In our previous post, we discussed enhancing edges, sometimes known as “edge detection”, although as we said this is a slightly misleading term. In this post we will explore one of the more interesting image processing algorithms for finding the actual edge locations for lines, and their slopes.
The algorithm we will explore is the “Hough Transform”, and I am always amazed that someone (Paul Hough, for whom it is named) could come up with a method such as this one. In many books it is not thoroughly explained, so I will attempt to really pick it apart in order that you can really get the hang of it.
First, recall that a line can be represented by the formula y = mx + b; Ok, now forget that, because that formula doesn’t work when the line is vertical – the slope becomes infinite, and y becomes undefined – technically known as a singularity.

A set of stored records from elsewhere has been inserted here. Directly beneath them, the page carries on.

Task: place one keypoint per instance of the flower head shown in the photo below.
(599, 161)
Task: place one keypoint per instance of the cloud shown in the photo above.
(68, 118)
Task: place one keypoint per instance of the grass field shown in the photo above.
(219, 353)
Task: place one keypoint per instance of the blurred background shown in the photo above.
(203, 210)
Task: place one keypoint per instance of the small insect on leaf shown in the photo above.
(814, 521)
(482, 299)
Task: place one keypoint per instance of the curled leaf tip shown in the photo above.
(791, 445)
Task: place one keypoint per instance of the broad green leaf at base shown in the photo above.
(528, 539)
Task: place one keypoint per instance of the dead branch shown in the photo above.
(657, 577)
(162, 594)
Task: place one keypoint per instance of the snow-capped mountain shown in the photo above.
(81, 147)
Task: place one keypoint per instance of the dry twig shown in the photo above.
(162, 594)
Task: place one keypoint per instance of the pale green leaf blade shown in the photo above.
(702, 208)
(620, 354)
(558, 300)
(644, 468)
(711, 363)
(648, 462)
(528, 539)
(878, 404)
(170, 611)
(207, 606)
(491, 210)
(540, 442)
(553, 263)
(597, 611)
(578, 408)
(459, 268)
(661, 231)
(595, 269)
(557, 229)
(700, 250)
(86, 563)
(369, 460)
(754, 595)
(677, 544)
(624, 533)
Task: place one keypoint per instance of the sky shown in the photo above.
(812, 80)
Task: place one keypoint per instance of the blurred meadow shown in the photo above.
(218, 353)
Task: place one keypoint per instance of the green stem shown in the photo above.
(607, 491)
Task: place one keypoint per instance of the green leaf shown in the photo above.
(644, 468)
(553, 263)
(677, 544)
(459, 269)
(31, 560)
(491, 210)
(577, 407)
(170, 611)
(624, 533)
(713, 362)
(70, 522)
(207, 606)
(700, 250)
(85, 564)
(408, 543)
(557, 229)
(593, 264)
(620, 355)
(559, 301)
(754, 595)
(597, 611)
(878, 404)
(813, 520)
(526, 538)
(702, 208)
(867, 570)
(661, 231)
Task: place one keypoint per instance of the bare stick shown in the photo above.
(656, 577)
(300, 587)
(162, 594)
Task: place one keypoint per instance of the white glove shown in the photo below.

So, what’s another way to represent a line? Well I will just jump right to the way that the Hough Transform thinks about lines. There are three main parts to this way of representing lines – first, the point at the origin of the image (0,0). Second, a line of a certain distance (we’ll call this line r) that starts at the origin, and third, an angle we’ll call theta (?) which is the amount that r is rotated in order to be perpendicular to the line we are defining – i.e. the line we are looking for. So, a theoretically infinite line can be uniquely identified by the origin, r, and theta, and actually all we need are theta and r because the origin can be assumed to be the same throughout – (0,0).
So, as we can see in the figure below, we have our original white line (let’s pretend we don’t see it ) in our image that we’re trying to locate. If we knew where it was, we could describe it by the angle ?, and the line r.
So, we can now define lines two different ways – in a coordinate space based on x and y values, i.e. the Cartesian System, or we can define them by angle and distance from the origin. How does this help us, though? Well, what Mr. Hough came up with was an algortihm that is both sophisticated and “brute force”, if that’s possible.
What the algorithm does is walk through every pixel in the image, looking for a pixel that could be part of a line. In the case of our image above, that means any pixel that is not black. So, in our image we look through the first line and we find the white pixel at (0,60).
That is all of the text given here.